DENPASAR – Harga porang di Bali yang saat ini turun dari Rp8.000 menjadi antara Rp6.000 hingga Rp7.000 bisa jadi bukan penurunan terendah. Bahkan, harga porang bisa jatuh lebih dalam lagi hingga Rp3.000.
Hal itu diungkapkan pengusaha pengolahan porang, Johan Soedjatmiko Hideki Ishiii dari PT Ambico saat menjadi tamu dalam podcast Dahlan Iskan yang disiarkan dalam Youtube DI’s Way 8 September 2021 lalu.
“Memang dengan harga Rp5.000 sekarang sebetulnya petani masih bisa bertahan. Masih bisa hidup. Tapi yang saya khawatirkan bisa turun lagi. Kira-kira masih bisa turun lagi, gak?” tanya Dahlan Iskan.
Menjawab pertanyaan itu, Johan menyatakan dia sempat menanyakan kolega di Tiongkok yang berhubungan dengan Myanmar. Ditakatakan, patokan harga porang Indonesia saat ini adalah Myanmar.
Dia mengilustrasikan, Myanmar panen raya porang pada bulan-bulan ini (Agustus-September). Sedangkan Indonesia bulan April-Mei. Nah, dia pun menyebutkan, kalau harga porang di Myanmar tahun lalu mulai panen raya dengan harga Rp6.500-7000, maka di Indonesia menjadi sekitar Rp6.000 pada bulan April dan Mei tahun ini.
“Tahun ini (2021) Myanmar dibeli dengan (harga) Rp3.500 (per kilogram),” kata Johan.

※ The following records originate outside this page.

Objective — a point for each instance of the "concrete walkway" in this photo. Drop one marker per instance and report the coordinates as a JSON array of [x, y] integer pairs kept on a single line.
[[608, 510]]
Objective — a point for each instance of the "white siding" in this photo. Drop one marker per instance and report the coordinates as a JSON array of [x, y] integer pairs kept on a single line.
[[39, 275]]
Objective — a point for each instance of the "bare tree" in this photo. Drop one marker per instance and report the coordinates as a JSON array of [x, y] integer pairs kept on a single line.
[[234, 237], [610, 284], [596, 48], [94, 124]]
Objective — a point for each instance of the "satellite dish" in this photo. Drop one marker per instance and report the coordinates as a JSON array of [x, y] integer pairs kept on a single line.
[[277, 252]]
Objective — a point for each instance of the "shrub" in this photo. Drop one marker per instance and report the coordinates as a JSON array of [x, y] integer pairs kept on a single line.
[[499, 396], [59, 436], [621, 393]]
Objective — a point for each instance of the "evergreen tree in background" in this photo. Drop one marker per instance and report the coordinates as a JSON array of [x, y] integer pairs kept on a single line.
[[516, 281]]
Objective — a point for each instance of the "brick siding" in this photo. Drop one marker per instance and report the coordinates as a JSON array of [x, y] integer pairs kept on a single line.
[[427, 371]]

Dahlan pun menyela, “Berarti kita harus hati-hati , ya.”
“Bisa (harga porang) Indonesia tahun depan kena Rp3.000. Itu belum terhitung orang yang dua tahun lalu menanam banyak dengan harga mahal, dan yang kena euforia ayo nanam porang ini, lalu semua nanam, dan akan panen bersama, bisa jadi Rp3.000 itu harga tertinggi,” jelas Johan menjawab kekhawatiran Dahlan yang didaulat sebagai pembina perkumpulan petani porang.
Sebelumnya Johan menyebut terkait penyebab anjloknya harga porang Indonesia. Johan punya dua pandangan yang didapat setelah melakukan konfirmasi ke sejumlah pihak, utamanya di Tiongkok.
Pertama, kata Johan, harga porang turun karena tanaman porang di Tiongkok sendiri sedang panen raya. Sehingga harga porang di Tiongkok juga turun drastis.
Dia menjelaskan, permintaan porang di Indonesia memang sempat tinggi dan mengakibatkan harga melonjak pada 2018-2019. Dikatakan, salah satu penyebab tingginya harga porang pada waktu itu adalah sebagian wilayah Tiongkok sempat dihantam bencana gempa dan banjir yang mengakibatkan rusaknya pertanian, termasuk porang.
Sedangkan pada tahun 2020, tanaman porang di Tiongkok kembali bangkit. Sehingga tahun itu mulai panen raya.
Kedua, lanjut Johan, penyebab turunnya harga porang Indonesia karena panen raya di Tiongkok itu, maka porang dari Thailand dan Myanmar juga distop. Pengusaha di Tiongkok mendahulukan porang produk dalam negeri.
“Tahun ini, di Thailand dan Myanmar pun distop. Baru satu bulan lalu (Agustus) distop. Dari sana banyak jalur-jalur resmi distop. Akhirnya pembelian tidak seramai dulu lagi,” kata Johan.
“Jadi kemungkinan ada dua kemungkinan itu yang terbesar,” imbuh Johan.
Sedangkan Ketua DPW Perhimpunan Petani Penggiat Porang Nusantara (P3N) Bali Nyoman Sunaya Jumat (8/10) menyebutkan, harga umbi porang turun dari awalnya Rp8.000 menjadi kisaran Rp6.000 sampai Rp7.000 per kilogram. Bahkan, informasi lain dari Dahlan Iskan harga porang di Jawa pada September sempat turun ke angka Rp5.000 per kilogram.
Di sisi lain, kata Sunaya, di Indonesia juga baru terdapat satu pabrik pengolah porang yang benar-benar melakukan pemurnian glukomanan dari umbi porang yakni PT. Ambiko yang ada di Pasuruan, Jawa Timur.
Sedangkan sebagian besar porang Indonesia untuk memenuhi pasar ekspor. Dan ketika pasar ekspor mengecil, maka porang Indonesia tak bisa terserap. Padahal, akhir-akhir ini Indonesia panen raya porang setelah tiga tahun lalu sempat booming sehingga mengakibatkan banyak petani mendadak bertanam porang.